I finally have an answer to the resurfacing, insomnia-causing question: Does she draw her gun or not? OK, the insomnia is an exaggeration. But there are tons of police work details that can cause sleepless hours. Writing crime more often than not involves police detectives or even the FBI. As a writer, you can copy behavior and procedures you have seen in other TV shows or in other movies. But you never know if that’s really the real deal? After 7 weeks at the FBI Citizen Academy in Los Angeles, one night per week, I’m no special agent, but I have acquired a lot of knowledge about the FBI as an institution, their values, regulations, as well as insight when it comes to the real people behind the badge, their attitude, motivations, their idiosyncrasies… We heard case studies about homegrown terrorism, cybersecurity, the spectacular sheriff Lee Baca case and his role in a scheme to obstruct an FBI investigation of abuses in LA county jails, and so much more. We collected evidence, went through a shooting simulation, and even fired some real guns at the shooting range. It was a lot of fun. Now, I’ve got the time to lose my sleep over other screenplay-related questions, for example, how to construct a great joke 😉
I’m so excited and honored to be a part of the jury at SEEfest 2018 for the Award for Best Short Documentary Film.
There are six films in competition including productions from Romania, Italy, Turkey, Macedonia, France, and the United States. I can’t wait to sit down and watch them. The program looks truly unique and intriguing.
Thank you to SEEfest LA to invite me to be a part of this adventure!

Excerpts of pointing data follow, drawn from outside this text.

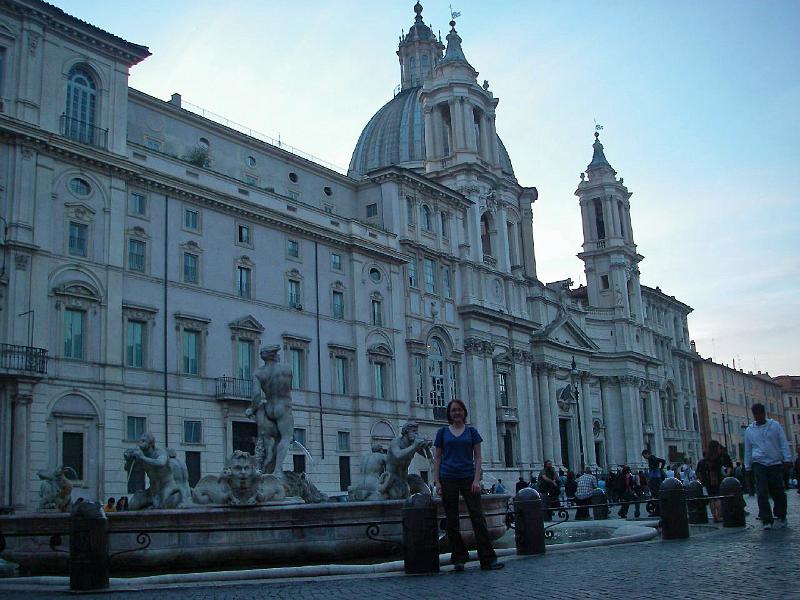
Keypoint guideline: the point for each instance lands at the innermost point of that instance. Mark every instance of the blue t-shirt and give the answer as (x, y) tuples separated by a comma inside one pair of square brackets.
[(457, 458)]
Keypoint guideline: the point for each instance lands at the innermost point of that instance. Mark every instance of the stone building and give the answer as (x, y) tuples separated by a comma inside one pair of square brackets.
[(725, 396), (150, 251)]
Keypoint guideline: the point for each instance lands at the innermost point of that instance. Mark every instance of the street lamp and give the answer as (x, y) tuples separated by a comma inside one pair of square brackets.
[(573, 380), (725, 418)]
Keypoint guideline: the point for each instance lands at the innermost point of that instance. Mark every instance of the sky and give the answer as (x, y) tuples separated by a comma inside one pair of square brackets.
[(698, 103)]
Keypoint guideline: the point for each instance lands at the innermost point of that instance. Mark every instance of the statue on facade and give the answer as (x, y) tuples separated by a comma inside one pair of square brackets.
[(240, 484), (169, 479), (385, 476), (56, 489), (272, 411)]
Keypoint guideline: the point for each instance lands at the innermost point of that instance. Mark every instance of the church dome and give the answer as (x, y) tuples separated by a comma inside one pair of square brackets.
[(395, 135)]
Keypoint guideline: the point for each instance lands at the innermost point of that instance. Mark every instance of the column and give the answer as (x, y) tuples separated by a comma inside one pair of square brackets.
[(586, 421), (553, 403), (612, 460), (523, 408), (21, 450), (546, 422)]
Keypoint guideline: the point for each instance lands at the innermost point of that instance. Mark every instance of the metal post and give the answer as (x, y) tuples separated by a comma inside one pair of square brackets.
[(420, 535), (88, 548), (529, 522), (733, 503), (674, 519)]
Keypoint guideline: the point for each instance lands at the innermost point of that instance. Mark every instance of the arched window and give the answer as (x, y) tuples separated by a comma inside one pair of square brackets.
[(436, 374), (425, 219), (486, 235), (79, 116)]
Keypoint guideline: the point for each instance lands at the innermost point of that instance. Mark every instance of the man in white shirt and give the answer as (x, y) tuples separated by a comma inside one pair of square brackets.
[(766, 454)]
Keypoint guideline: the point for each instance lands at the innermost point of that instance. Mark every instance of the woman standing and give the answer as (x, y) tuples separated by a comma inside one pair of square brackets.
[(457, 470)]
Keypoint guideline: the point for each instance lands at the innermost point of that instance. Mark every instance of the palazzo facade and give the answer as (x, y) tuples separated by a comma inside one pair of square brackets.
[(149, 252)]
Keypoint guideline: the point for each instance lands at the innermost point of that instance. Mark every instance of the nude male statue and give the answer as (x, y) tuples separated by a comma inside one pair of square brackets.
[(169, 479), (401, 453), (272, 411)]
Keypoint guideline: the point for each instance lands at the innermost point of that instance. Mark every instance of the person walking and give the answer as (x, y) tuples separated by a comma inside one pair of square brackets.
[(766, 454), (457, 471)]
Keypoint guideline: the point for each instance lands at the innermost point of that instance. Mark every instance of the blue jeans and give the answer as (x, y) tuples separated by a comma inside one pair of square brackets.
[(769, 482)]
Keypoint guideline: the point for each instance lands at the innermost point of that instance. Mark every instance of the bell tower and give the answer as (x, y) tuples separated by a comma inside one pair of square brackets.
[(611, 262)]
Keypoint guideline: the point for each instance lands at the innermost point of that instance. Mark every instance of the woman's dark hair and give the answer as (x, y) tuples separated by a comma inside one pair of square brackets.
[(461, 404)]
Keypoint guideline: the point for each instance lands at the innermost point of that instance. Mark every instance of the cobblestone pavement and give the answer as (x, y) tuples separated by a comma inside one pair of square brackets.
[(730, 564)]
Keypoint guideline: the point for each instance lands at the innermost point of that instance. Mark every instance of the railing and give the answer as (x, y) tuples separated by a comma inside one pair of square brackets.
[(232, 387), (83, 132), (23, 358)]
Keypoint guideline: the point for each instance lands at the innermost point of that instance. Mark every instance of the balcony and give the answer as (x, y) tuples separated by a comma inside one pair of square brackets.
[(22, 359), (231, 388), (507, 414), (84, 132)]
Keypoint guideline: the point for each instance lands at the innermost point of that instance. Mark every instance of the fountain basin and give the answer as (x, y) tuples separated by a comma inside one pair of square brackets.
[(202, 538)]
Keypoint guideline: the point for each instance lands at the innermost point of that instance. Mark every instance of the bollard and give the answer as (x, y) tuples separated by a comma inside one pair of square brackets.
[(420, 535), (88, 547), (733, 504), (529, 522), (599, 513), (698, 511), (674, 519)]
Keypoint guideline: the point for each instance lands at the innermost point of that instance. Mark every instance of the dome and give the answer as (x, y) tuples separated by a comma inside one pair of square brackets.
[(395, 135)]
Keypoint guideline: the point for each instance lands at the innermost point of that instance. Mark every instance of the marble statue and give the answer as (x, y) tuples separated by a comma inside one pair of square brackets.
[(240, 484), (169, 479), (56, 489), (272, 411), (385, 476)]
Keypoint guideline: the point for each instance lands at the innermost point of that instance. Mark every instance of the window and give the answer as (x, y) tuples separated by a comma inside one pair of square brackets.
[(134, 346), (502, 388), (419, 379), (300, 436), (72, 452), (191, 352), (377, 313), (193, 432), (447, 286), (297, 361), (73, 333), (340, 367), (379, 372), (191, 263), (80, 112), (338, 305), (425, 220), (243, 234), (78, 238), (412, 273), (136, 255), (429, 273), (243, 276), (137, 204), (135, 427), (244, 359), (191, 219), (436, 374), (293, 293)]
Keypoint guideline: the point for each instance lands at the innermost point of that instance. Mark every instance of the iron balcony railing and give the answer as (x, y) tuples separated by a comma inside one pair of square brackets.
[(232, 387), (83, 132), (23, 358)]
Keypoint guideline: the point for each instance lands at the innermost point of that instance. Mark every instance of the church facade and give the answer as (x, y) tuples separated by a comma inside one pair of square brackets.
[(149, 252)]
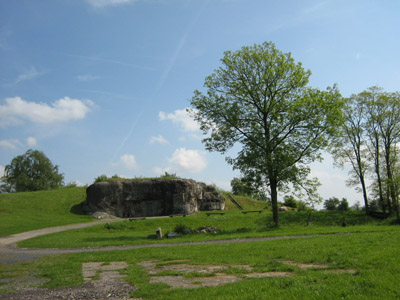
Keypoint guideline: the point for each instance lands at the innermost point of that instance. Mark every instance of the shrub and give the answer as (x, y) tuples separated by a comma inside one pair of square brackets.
[(101, 178), (290, 201)]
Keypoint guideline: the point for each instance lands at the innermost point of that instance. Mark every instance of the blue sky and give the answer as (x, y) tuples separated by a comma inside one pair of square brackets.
[(101, 86)]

The WGA-West together with DreamAgo had put out a call to apply for a six-weeks residency in a beautiful Swiss castle. My screenplay in development TURKISH DELIGHT was selected as a semi finalist. Which meant that I got to meet with the DreamAgo team at the residence of the consul general of Switzerland in Los Angeles and pitch my project to them. Every pitch is always a challenge – because of the nerves 😉 – but it was also great fun, and TURKISH DELIGHT received very positive feedback. At the luncheon the next day at the consul’s residence the two (!) winning projects were announced. Of course, I was a little disappointed that I didn’t get to go to Switzerland. But it was a great pleasure and honor for me to be part of the pitching, and to learn about the wonderful work DramAgo does with and for writers. And I look forward to collaborating with them in the future.